ヨーロッパ宇宙機関(ESA)の探査機「ビーナスエクスプレス」が、金星大気の上層にオゾン層を発見した。系外惑星での生命の可能性を探る上で大きな助けとなりそうだ。


「ビーナスエクスプレス」と金星

金星大気を通過する星の光を利用して大気を調査する探査機「ビーナスエクスプレス」のイメージ(提供:ESA)

オゾンは酸素原子が3つくっついた分子で、単体では生命にとって非常に有害である。
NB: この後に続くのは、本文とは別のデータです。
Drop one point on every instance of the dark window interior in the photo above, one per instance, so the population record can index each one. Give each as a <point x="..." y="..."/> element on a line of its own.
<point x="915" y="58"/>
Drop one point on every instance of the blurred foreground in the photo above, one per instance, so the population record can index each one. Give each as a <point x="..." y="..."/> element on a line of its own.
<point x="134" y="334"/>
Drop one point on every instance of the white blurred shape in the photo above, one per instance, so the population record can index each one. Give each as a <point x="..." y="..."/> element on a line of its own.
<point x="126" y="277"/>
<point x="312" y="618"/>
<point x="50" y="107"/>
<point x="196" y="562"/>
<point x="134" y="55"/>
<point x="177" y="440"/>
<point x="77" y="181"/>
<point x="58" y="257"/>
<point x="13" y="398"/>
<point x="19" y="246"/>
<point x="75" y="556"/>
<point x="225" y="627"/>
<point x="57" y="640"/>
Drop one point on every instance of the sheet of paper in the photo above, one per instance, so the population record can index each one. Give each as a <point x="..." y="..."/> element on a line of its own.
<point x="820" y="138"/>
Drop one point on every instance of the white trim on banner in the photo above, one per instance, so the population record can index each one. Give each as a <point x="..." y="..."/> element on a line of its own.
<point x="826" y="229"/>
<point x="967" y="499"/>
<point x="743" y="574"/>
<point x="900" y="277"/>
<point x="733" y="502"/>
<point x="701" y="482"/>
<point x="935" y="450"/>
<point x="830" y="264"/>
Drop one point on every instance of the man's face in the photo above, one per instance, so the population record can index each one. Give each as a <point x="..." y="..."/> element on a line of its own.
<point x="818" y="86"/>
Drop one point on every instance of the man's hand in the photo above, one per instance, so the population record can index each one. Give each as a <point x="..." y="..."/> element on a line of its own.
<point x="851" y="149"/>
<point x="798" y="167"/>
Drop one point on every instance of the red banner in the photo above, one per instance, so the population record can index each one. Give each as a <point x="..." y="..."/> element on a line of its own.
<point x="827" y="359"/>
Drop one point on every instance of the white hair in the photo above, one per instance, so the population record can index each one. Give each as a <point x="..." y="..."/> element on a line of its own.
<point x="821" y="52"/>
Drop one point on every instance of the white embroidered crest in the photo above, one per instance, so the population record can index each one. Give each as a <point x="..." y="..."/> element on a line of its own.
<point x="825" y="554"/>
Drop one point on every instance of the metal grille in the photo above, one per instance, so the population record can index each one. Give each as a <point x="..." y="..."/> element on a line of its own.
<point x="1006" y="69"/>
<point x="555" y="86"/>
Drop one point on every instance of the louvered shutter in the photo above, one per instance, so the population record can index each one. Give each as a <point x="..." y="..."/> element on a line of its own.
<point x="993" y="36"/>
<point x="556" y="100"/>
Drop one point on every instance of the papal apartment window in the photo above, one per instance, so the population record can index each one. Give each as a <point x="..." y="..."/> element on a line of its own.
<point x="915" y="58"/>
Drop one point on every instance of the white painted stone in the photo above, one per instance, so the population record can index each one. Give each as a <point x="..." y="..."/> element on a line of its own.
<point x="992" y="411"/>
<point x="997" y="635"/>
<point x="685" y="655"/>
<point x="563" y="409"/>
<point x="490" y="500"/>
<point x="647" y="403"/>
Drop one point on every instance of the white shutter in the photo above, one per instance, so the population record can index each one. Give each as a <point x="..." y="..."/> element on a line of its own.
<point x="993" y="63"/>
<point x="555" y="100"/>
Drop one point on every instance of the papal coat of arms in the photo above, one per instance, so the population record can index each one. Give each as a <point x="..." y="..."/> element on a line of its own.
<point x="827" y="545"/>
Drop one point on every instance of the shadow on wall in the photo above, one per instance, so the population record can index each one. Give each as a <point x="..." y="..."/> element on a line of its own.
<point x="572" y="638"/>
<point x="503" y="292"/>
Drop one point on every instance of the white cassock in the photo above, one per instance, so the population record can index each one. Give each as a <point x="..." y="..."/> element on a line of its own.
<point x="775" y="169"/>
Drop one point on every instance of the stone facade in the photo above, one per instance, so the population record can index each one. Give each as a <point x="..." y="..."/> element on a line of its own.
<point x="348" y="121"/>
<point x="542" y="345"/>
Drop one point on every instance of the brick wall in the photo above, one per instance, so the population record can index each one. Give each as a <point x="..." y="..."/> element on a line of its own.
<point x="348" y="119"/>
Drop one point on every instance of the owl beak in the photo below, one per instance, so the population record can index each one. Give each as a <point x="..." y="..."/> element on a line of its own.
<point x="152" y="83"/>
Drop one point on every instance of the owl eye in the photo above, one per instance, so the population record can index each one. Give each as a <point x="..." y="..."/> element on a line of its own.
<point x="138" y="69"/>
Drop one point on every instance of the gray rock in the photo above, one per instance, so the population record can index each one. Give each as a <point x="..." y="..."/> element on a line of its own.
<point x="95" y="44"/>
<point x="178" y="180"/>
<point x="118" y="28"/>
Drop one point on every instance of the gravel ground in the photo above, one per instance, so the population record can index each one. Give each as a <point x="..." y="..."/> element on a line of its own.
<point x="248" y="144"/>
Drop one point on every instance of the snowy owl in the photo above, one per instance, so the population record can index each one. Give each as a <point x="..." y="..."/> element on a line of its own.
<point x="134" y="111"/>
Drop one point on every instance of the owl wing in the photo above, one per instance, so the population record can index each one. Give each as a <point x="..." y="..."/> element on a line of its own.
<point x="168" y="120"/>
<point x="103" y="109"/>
しかし地球では高度10〜50km付近に存在する「オゾン層」が、生命にとって有害な紫外線が地上に降り注ぐのを防ぐという非常に重要な役割を持っている。

火星にも薄いオゾン層が存在していることは、NASAの探査機「マリナー9号」の探査結果から1970年代には既に知られていたが、今回ESAの金星探査機「ビーナスエクスプレス」が金星大気を通過する星の光を利用して、金星にもオゾン層があることを発見した。シミュレーションによれば、太陽光線で二酸化炭素が破壊されてできた酸素原子が風によって夜側に運ばれ、そこで普通の酸素分子やオゾンを形成するようだ。

「この発見は金星の大気化学の理解に大きな一歩となる」と研究を主導したFranck Montmessin氏は語っている。オゾンのような壊れやすい分子が存在していることは、金星大気での化学や大気の循環に制限を与え、その理解の手助けになると考えられる。また、地球型惑星と呼ばれる地球、火星、金星すべてにオゾン層が発見されたことで、この3つの惑星の違いが1つなくなったことになる。

オゾン層の発見は、系外惑星に生命がいるかどうかを確かめる手段として使えるかもしれない。地球には元々オゾン層はなく、初めてオゾン層または酸素が大気中にできたのは24億年前だと言われている。突然酸素ができた理由はよくわかっていないが、オゾンは微生物が作り出した酸素が重要な役割を果たしたと考えられており、系外惑星の大気に二酸化炭素、酸素、オゾンがあれば植物のような生命がいる可能性を指摘する者もいる。

もっとも、火星や金星のオゾンは生命が作り出したものではなく、太陽光により二酸化炭素が分解された酸素から作られたようだ。金星大気のオゾン層は高度100kmのところで形成されており、オゾンの濃さは地球の100分の1から1000分の1と非常に薄い。また、理論によれば生命が誕生するには地球のオゾンの濃さの20%は必要であるが、金星も火星もこの量には届いていない。

いずれにせよ、金星のオゾン層の発見と地球、火星との比較を行っていくことで、地球型惑星に対する理解が進んでいくと期待される。